Poetry by Hannah Nahar

“dead weight” by Beaumont Sugar / Beaumont Sugar

MULTIPLE CHOICE: ENTROPY


I create quiet in the system I am too large for—
all the voices shut like doors.

I am busy waiting in a long line full of hands.
I am deciding what to wait for next.

Each single thing is too hot.
Each burns my tongue.
My neutral body might someday be a specific angel, maybe to a nonbeliever.

Baby, please select the cavity of your choice.

The world doesn’t open without smashing. Only boxes do.
Kissing is smashing open boxes together.
As a concept, kissing is totally unhinged.

In the middle of kissing, I make a decision about it.
(My eyes open, my eyes close). At every stage I will proceed
to make a decision about each someone old and new.

I understand I’m a bit overeager,
with all my gathered clocks, maps, and devices.

The system is spring: the season is nervous grass and nervous flowers, nervous everything
the video harvested. Shaking bluster. All the attempts to capture the middles.

Is the world a box of ordered molecular motion?

My cursory google search is overexplanatory:
the measure of thermal energy unavailable for doing useful work.

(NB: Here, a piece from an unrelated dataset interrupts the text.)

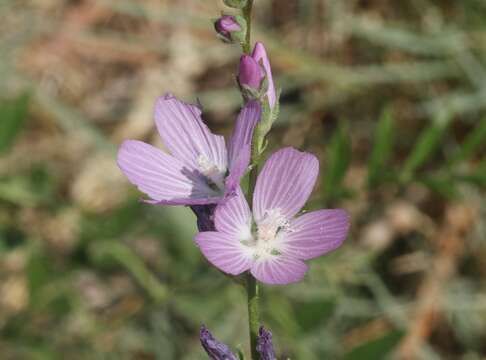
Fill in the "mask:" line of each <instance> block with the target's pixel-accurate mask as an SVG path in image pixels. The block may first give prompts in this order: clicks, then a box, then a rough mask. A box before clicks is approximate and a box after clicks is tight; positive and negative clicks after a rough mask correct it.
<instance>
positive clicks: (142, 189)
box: [117, 140, 213, 203]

I am / you are too large for any system.

Just watch the distance pass on a map.

Do you have an argument as you step into the current?

 

NARRATIVE POEM

Starlings turn the sky
into cut paper and still
it does not fall. They repeat
themselves, etching shapes.
I would like to press the jagged edges
of each outline, push them
out so they spill down
to me. All my stories
have fallen out of my head.



Hannah Nahar is a queer Jewish writer and current MFA student at The Ohio State University, where they teach writing and work on the staff of The Journal. Hannah’s work can be found in Passages North, Electric Literature, and Necessary Fiction, among other places. They like being quiet and being loud.